Probabilmente mi credono una specie di freak “genderconfuso” e il libanese che di solito si occupa di me ha preso a passarmi regolarmente il tagliacapelli anche sulle basette e su una parte della faccia. Ogni tanto mi propone il rasoio. L’ultima volta me l’ha mostrato, ha sorriso e mi ha detto “che ne pensi?”, con l’aria di un amico che la sa lunga. Mi sono sentita tentata e ho avvertito una piccola flessione interna, come se l’omone che vive dentro di me avesse gonfiato i muscoli. Alla fine ho declinato. A volte accetto.

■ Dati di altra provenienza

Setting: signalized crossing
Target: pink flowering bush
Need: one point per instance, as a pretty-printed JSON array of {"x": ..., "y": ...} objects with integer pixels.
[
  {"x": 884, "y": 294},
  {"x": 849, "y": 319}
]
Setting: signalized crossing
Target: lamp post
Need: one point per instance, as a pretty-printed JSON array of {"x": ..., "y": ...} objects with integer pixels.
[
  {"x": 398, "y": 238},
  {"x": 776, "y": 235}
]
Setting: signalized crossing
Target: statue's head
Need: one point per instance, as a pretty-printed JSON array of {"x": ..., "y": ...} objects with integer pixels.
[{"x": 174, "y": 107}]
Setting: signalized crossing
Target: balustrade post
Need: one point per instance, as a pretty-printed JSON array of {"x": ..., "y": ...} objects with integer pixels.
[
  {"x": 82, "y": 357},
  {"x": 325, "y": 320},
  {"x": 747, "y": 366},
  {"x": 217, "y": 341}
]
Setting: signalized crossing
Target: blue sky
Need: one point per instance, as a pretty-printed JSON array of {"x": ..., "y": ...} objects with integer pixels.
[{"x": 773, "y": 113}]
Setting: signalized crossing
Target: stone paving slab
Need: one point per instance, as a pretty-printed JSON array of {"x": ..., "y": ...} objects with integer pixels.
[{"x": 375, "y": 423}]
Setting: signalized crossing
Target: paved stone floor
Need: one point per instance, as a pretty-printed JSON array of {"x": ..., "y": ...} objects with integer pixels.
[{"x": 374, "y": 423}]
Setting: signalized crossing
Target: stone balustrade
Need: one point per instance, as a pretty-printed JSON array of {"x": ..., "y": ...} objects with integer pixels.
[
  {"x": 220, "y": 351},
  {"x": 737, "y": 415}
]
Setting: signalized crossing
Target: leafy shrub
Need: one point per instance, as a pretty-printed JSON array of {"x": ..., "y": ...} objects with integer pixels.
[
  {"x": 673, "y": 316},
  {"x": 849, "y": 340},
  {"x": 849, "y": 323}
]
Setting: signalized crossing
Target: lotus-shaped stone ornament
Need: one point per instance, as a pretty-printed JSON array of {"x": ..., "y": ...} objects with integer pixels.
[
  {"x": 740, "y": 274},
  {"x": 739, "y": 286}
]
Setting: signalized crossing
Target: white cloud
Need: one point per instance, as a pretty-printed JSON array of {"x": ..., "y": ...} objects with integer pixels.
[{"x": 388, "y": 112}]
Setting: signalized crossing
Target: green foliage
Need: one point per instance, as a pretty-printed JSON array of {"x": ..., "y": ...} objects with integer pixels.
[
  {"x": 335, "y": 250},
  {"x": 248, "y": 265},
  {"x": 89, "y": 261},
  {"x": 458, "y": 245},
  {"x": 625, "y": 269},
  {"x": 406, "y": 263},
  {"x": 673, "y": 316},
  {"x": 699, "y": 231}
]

Mentre guardavo un programma di candid camera sul televisore ultrapiatto che pende proprio accanto all’ingresso e prestavo distrattamente orecchio alle conversazioni casuali che mi arrivavano addosso a ondate, ho realizzato che trovo la lingua araba bellissima. Il barbiere mi ha detto che se ho voglia di impararla posso provarci anche online e mi ha dato qualche dritta. Ho i miei bei dubbi al riguardo, non posso imparare l’arabo prima di aver acquisito un tedesco decente, è una questione di principio.

Il mio chitarrista sta molto opportunamente frequentando la Volkshochschule, di cui ho un’esperienza che risale ai tempi di Colonia. Il mio insegnante era polacco, divertente, bizzarro, decisamente gay friendly e molto buono. Ancora mi manca. I miei compagni erano una congerie improbabile. Tra loro spiccava un certo Mohamed. Emigrato in Germania per sfuggire al fisco italiano, violava ogni tipo di norma, giuridica e morale. Prendeva regolarmente multe di cui si disinteressava. “La macchina non è mia, me l’ha prestata un amico”, ci rassicurava. Aveva una fidanzata storica, ma andava con altre donne senza mai confessarglielo perché nella vita è fondamentale tradire con rispetto”. Ovviamente si aspettava che lei restasse a casa a fare la muffa e a venerarlo come un dio minore, perché “la donna tradisce sempre con il cuore, mai solo con il corpo. Devo dire che in materia di doppia morale aveva appreso la lezione italiana alla perfezione.

Dopo aver ascoltato l’insegnante usare von zu Hause nella frase “mi porto una torta da casa” si fissò del tutto a caso sul fatto che la torta in questione dovesse intendersi come “fatta in casa” e continuava a ripeterlo, convinto. “Ma non importa se la torta è fatta in casa, Mohamed! Il senso dell’esempio è che te la porti DA casa!”, cercavamo invano di farlo ragionare. “Sì, ma è comunque fatta IN CASA!” precisava lui, testardo.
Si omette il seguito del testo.